ZIMBABWE: VIOLENCE/THE HERALD/27/11/18 SABANews 1
HARARE – Leaders of the opposition MDC ALLIANCE in ZIMBABWE have rejected their supporters who staged violent protests in which SIX people were killed on ONE AUGUST in the capital, HARARE.
ALLIANCE President NELSON CHAMISA and Deputy National Chairperson TENDAI BITI have this week appeared before a Commission of Inquiry into the post-election disturbances.
Mr CHAMISA says his hands are clean because his party had not organised the violent demonstrations that almost shut down the city TWO days after the 30 JULY General Elections, whose results he still reject though.
He says the people who were demonstrating or protesting on the fateful day were not doing so on the instruction of the MDC, its organs, or its leaders; and all of them should have been behind bars by now because they destroyed property.
Mr CHAMISA also says a reportedly militant group under his party youth league comprises young people who are not violent and who do not own firearms; although he says they have the capacity.
However, witnesses accuse the group of unleashing violence on anyone who challenges him and it attempted to burn MDC-T President THOKOZANI KHUPE and other party officials.
Ms KHUPE and her colleagues had sought refuge in a village hut during the funeral of their Party Leader MORGAN TSVANGIRAI in the south-eastern district of BUHERA when the violent youths descended on them.
Mr CHAMISA has instead challenged the Commission of Inquiry to summon President EMMERSON MNANGAGWA to account for the deployment of the army on ONE AUGUST.

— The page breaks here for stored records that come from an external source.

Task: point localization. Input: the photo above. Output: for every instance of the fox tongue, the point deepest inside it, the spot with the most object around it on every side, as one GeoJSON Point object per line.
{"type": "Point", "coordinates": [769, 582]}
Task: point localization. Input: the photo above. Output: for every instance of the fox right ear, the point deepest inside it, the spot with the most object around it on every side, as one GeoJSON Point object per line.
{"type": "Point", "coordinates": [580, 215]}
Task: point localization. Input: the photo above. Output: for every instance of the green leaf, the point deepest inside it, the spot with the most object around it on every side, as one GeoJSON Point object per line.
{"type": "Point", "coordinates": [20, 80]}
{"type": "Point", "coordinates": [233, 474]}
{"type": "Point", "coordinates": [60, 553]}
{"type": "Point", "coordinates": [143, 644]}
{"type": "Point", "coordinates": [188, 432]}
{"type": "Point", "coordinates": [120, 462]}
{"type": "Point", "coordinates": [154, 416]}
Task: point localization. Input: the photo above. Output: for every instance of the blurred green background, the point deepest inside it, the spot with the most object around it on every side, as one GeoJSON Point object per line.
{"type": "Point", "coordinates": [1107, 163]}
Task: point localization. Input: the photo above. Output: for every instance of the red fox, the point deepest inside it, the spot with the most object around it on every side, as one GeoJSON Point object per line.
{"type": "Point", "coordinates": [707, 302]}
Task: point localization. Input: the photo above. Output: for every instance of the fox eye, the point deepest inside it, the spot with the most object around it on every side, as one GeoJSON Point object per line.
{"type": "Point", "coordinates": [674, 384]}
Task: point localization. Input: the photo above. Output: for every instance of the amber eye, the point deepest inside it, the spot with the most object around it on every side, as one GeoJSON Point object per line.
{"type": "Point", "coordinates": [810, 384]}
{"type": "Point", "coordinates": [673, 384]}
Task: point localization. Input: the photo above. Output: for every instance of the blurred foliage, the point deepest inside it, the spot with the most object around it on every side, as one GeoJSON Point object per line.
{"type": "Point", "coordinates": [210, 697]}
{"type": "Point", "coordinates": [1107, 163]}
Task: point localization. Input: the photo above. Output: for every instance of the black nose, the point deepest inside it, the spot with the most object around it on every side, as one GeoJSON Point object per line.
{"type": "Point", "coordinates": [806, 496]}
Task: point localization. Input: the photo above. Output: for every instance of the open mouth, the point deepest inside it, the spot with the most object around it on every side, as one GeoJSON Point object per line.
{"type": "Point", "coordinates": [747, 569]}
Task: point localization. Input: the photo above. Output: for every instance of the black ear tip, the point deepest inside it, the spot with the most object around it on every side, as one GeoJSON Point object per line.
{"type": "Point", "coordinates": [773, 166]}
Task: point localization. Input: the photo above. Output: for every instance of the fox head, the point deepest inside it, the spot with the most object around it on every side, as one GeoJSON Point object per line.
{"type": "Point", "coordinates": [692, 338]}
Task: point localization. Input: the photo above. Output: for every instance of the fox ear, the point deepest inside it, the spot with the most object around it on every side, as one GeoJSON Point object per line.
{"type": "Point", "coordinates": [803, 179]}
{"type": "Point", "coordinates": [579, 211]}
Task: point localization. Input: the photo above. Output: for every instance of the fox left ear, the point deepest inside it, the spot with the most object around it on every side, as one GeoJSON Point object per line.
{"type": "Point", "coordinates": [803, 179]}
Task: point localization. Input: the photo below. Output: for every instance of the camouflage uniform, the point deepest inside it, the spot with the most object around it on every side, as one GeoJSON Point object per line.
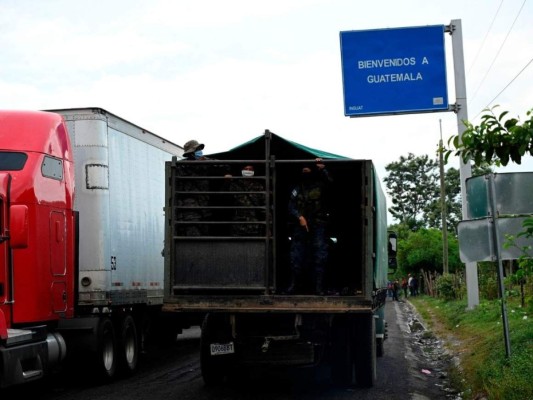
{"type": "Point", "coordinates": [309, 248]}
{"type": "Point", "coordinates": [199, 201]}
{"type": "Point", "coordinates": [242, 216]}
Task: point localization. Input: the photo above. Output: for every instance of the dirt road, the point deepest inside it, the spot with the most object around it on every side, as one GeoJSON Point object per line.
{"type": "Point", "coordinates": [413, 367]}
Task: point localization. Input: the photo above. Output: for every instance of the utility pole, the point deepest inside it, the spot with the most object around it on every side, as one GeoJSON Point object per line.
{"type": "Point", "coordinates": [445, 269]}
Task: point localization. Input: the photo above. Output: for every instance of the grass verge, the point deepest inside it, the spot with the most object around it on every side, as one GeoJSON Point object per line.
{"type": "Point", "coordinates": [477, 338]}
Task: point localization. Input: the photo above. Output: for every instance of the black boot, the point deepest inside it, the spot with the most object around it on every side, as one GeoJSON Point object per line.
{"type": "Point", "coordinates": [319, 289]}
{"type": "Point", "coordinates": [292, 289]}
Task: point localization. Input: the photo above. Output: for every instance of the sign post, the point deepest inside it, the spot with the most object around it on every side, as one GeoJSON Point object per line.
{"type": "Point", "coordinates": [394, 71]}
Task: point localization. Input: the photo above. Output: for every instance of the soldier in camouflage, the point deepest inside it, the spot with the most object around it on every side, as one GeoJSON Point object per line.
{"type": "Point", "coordinates": [309, 211]}
{"type": "Point", "coordinates": [193, 151]}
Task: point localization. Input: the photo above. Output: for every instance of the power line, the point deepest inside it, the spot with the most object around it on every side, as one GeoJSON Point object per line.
{"type": "Point", "coordinates": [499, 50]}
{"type": "Point", "coordinates": [485, 38]}
{"type": "Point", "coordinates": [509, 84]}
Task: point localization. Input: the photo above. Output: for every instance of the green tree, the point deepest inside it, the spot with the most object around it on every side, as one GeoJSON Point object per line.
{"type": "Point", "coordinates": [411, 185]}
{"type": "Point", "coordinates": [495, 141]}
{"type": "Point", "coordinates": [454, 212]}
{"type": "Point", "coordinates": [423, 250]}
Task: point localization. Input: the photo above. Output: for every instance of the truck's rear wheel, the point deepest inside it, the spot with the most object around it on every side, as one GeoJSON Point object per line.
{"type": "Point", "coordinates": [105, 359]}
{"type": "Point", "coordinates": [342, 364]}
{"type": "Point", "coordinates": [215, 369]}
{"type": "Point", "coordinates": [129, 345]}
{"type": "Point", "coordinates": [365, 351]}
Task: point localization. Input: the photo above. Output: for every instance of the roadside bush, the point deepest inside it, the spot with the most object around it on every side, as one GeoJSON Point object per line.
{"type": "Point", "coordinates": [446, 287]}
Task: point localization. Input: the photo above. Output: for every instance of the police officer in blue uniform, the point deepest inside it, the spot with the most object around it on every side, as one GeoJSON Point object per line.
{"type": "Point", "coordinates": [309, 212]}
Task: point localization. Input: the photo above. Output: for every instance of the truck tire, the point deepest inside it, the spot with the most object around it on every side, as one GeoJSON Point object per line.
{"type": "Point", "coordinates": [365, 350]}
{"type": "Point", "coordinates": [215, 369]}
{"type": "Point", "coordinates": [105, 360]}
{"type": "Point", "coordinates": [128, 347]}
{"type": "Point", "coordinates": [342, 362]}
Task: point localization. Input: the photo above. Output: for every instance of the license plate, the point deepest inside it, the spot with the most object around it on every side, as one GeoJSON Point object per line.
{"type": "Point", "coordinates": [222, 348]}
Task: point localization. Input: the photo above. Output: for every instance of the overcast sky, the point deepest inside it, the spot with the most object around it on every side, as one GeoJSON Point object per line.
{"type": "Point", "coordinates": [222, 72]}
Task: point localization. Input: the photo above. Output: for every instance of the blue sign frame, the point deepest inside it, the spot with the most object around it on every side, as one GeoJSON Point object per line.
{"type": "Point", "coordinates": [394, 71]}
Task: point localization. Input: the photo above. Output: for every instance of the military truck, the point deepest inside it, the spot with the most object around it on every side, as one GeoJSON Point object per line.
{"type": "Point", "coordinates": [239, 282]}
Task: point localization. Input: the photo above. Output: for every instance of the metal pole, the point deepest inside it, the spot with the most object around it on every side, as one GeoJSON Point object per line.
{"type": "Point", "coordinates": [496, 241]}
{"type": "Point", "coordinates": [465, 170]}
{"type": "Point", "coordinates": [443, 208]}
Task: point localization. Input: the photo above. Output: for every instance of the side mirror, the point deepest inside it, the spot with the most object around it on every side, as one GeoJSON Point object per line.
{"type": "Point", "coordinates": [392, 249]}
{"type": "Point", "coordinates": [18, 226]}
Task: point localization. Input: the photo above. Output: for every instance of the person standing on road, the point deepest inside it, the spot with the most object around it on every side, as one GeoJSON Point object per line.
{"type": "Point", "coordinates": [309, 214]}
{"type": "Point", "coordinates": [410, 284]}
{"type": "Point", "coordinates": [404, 286]}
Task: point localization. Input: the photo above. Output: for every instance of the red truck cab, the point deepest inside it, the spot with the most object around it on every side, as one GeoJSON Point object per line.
{"type": "Point", "coordinates": [37, 234]}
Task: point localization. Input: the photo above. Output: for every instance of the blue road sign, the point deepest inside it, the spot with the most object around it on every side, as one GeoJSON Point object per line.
{"type": "Point", "coordinates": [394, 71]}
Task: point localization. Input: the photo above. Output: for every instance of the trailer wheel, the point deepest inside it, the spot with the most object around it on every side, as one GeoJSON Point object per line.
{"type": "Point", "coordinates": [365, 351]}
{"type": "Point", "coordinates": [379, 348]}
{"type": "Point", "coordinates": [129, 345]}
{"type": "Point", "coordinates": [105, 359]}
{"type": "Point", "coordinates": [215, 369]}
{"type": "Point", "coordinates": [342, 364]}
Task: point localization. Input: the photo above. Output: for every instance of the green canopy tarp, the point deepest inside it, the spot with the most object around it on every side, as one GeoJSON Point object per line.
{"type": "Point", "coordinates": [282, 149]}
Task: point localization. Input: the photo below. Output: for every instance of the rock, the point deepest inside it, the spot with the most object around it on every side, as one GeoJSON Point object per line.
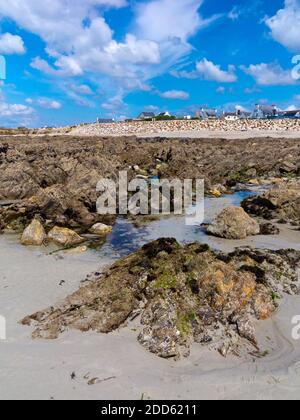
{"type": "Point", "coordinates": [234, 223]}
{"type": "Point", "coordinates": [254, 182]}
{"type": "Point", "coordinates": [34, 234]}
{"type": "Point", "coordinates": [287, 167]}
{"type": "Point", "coordinates": [269, 229]}
{"type": "Point", "coordinates": [101, 229]}
{"type": "Point", "coordinates": [183, 293]}
{"type": "Point", "coordinates": [246, 329]}
{"type": "Point", "coordinates": [77, 250]}
{"type": "Point", "coordinates": [280, 202]}
{"type": "Point", "coordinates": [216, 193]}
{"type": "Point", "coordinates": [64, 236]}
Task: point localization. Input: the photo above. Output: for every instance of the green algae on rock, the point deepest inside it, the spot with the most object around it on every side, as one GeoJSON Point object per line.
{"type": "Point", "coordinates": [183, 294]}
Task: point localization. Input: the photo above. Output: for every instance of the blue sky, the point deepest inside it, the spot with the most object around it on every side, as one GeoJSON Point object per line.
{"type": "Point", "coordinates": [71, 61]}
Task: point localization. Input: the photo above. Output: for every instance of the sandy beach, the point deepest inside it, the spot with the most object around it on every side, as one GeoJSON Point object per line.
{"type": "Point", "coordinates": [40, 369]}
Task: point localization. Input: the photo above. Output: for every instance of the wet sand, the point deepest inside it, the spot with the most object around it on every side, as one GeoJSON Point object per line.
{"type": "Point", "coordinates": [42, 369]}
{"type": "Point", "coordinates": [30, 280]}
{"type": "Point", "coordinates": [221, 134]}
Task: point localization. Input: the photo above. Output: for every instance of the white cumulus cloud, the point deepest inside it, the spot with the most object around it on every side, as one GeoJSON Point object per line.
{"type": "Point", "coordinates": [271, 74]}
{"type": "Point", "coordinates": [209, 71]}
{"type": "Point", "coordinates": [285, 25]}
{"type": "Point", "coordinates": [11, 44]}
{"type": "Point", "coordinates": [175, 94]}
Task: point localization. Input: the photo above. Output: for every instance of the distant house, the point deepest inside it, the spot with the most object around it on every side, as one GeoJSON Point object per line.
{"type": "Point", "coordinates": [290, 114]}
{"type": "Point", "coordinates": [235, 116]}
{"type": "Point", "coordinates": [265, 112]}
{"type": "Point", "coordinates": [231, 116]}
{"type": "Point", "coordinates": [105, 121]}
{"type": "Point", "coordinates": [206, 113]}
{"type": "Point", "coordinates": [164, 114]}
{"type": "Point", "coordinates": [146, 116]}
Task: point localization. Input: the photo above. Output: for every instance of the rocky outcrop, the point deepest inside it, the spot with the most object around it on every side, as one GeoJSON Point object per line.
{"type": "Point", "coordinates": [282, 202]}
{"type": "Point", "coordinates": [101, 229]}
{"type": "Point", "coordinates": [64, 236]}
{"type": "Point", "coordinates": [183, 295]}
{"type": "Point", "coordinates": [233, 223]}
{"type": "Point", "coordinates": [56, 177]}
{"type": "Point", "coordinates": [34, 234]}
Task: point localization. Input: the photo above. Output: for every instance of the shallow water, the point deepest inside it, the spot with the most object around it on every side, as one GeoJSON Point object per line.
{"type": "Point", "coordinates": [127, 238]}
{"type": "Point", "coordinates": [30, 280]}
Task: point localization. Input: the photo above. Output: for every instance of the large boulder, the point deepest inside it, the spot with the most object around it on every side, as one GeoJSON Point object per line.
{"type": "Point", "coordinates": [101, 229]}
{"type": "Point", "coordinates": [281, 202]}
{"type": "Point", "coordinates": [34, 234]}
{"type": "Point", "coordinates": [234, 223]}
{"type": "Point", "coordinates": [64, 236]}
{"type": "Point", "coordinates": [182, 294]}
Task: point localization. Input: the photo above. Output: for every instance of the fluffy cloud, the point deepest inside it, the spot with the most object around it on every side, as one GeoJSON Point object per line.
{"type": "Point", "coordinates": [160, 20]}
{"type": "Point", "coordinates": [175, 94]}
{"type": "Point", "coordinates": [11, 110]}
{"type": "Point", "coordinates": [11, 44]}
{"type": "Point", "coordinates": [285, 25]}
{"type": "Point", "coordinates": [79, 41]}
{"type": "Point", "coordinates": [49, 104]}
{"type": "Point", "coordinates": [269, 74]}
{"type": "Point", "coordinates": [209, 71]}
{"type": "Point", "coordinates": [45, 103]}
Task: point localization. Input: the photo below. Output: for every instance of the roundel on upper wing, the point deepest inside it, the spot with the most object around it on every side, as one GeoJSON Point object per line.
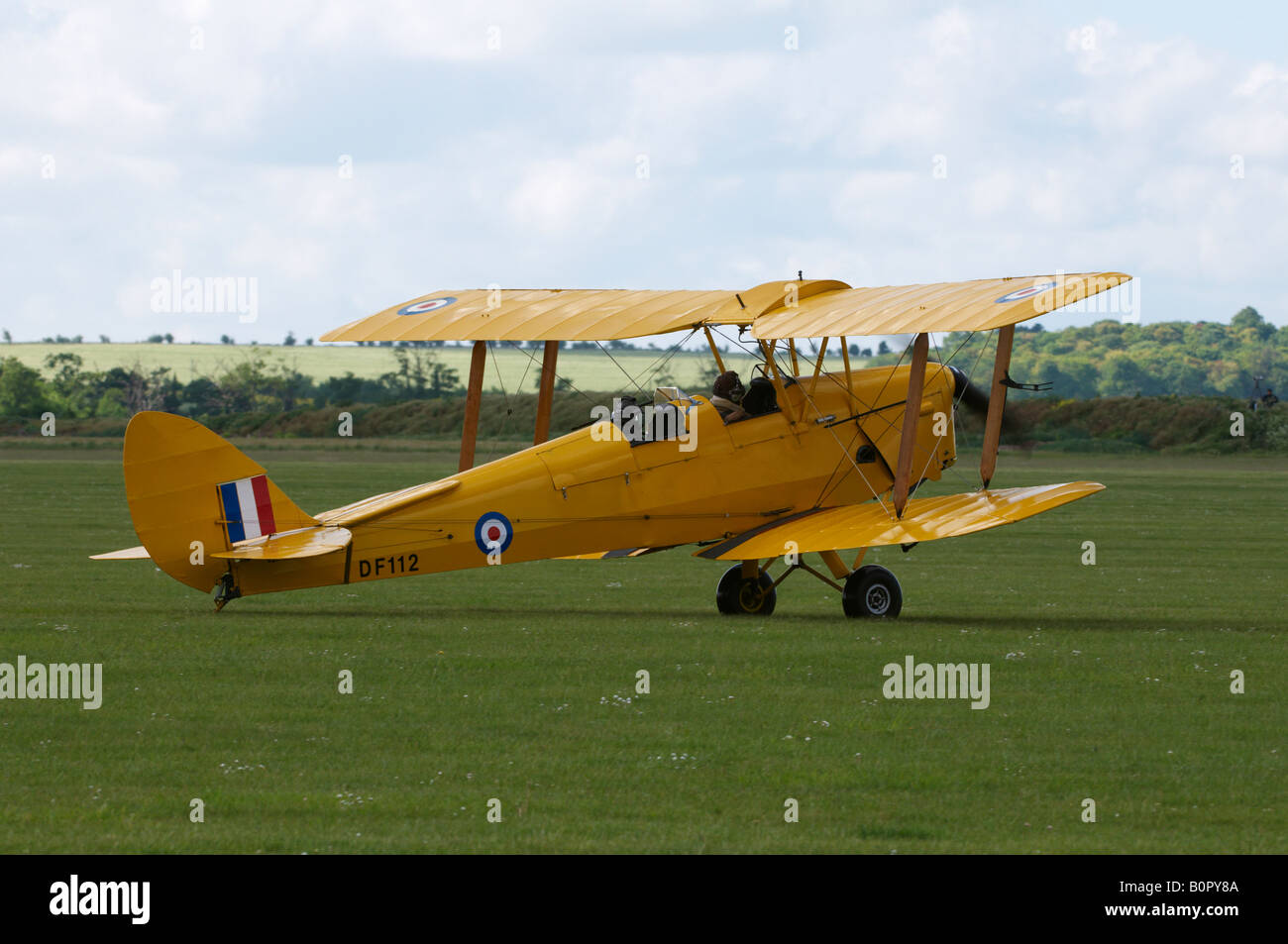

He says the Head of State, whom he does not recognise as such, despite a Constitutional Court ruling, should be held accountable for the SIX deaths that occurred during the riots.
Meanwhile, Mr CHAMISA says his party still believes it won the 2018 General Elections and he should be the President of ZIMBABWE – failing which he will be staging demonstrations this THURSDAY to force the government to negotiating table.
On the other hand, Mr BITI, who tried but failed to secure political asylum in neighbouring ZAMBIA after the demonstrations, has also denied inciting the tragic violence.
Both men, the only ones to appear with their lawyers before the Commission so far, have further dismissed even campaign video evidence showing them threatening violence if they lost the JULY polls.
They have appeared before the NINE-member international team after turning down invitations to do so in the past weeks during which they unsuccessfully made a number of demands for them to comply.
When ONE of the Commissioners asked if Mr CHAMISA respects the national legal structures, and that the Constitutional Court ruling is final, he agreed; but still says he does not accept the ruling it made in favour of President MNANGAGWA.
The opposition leaders have appeared before the Commission after military and police chiefs have testified in the ongoing inquiries, which are sometimes broadcast live on national television, dismissing reports claiming their soldiers killed civilians during violent protests.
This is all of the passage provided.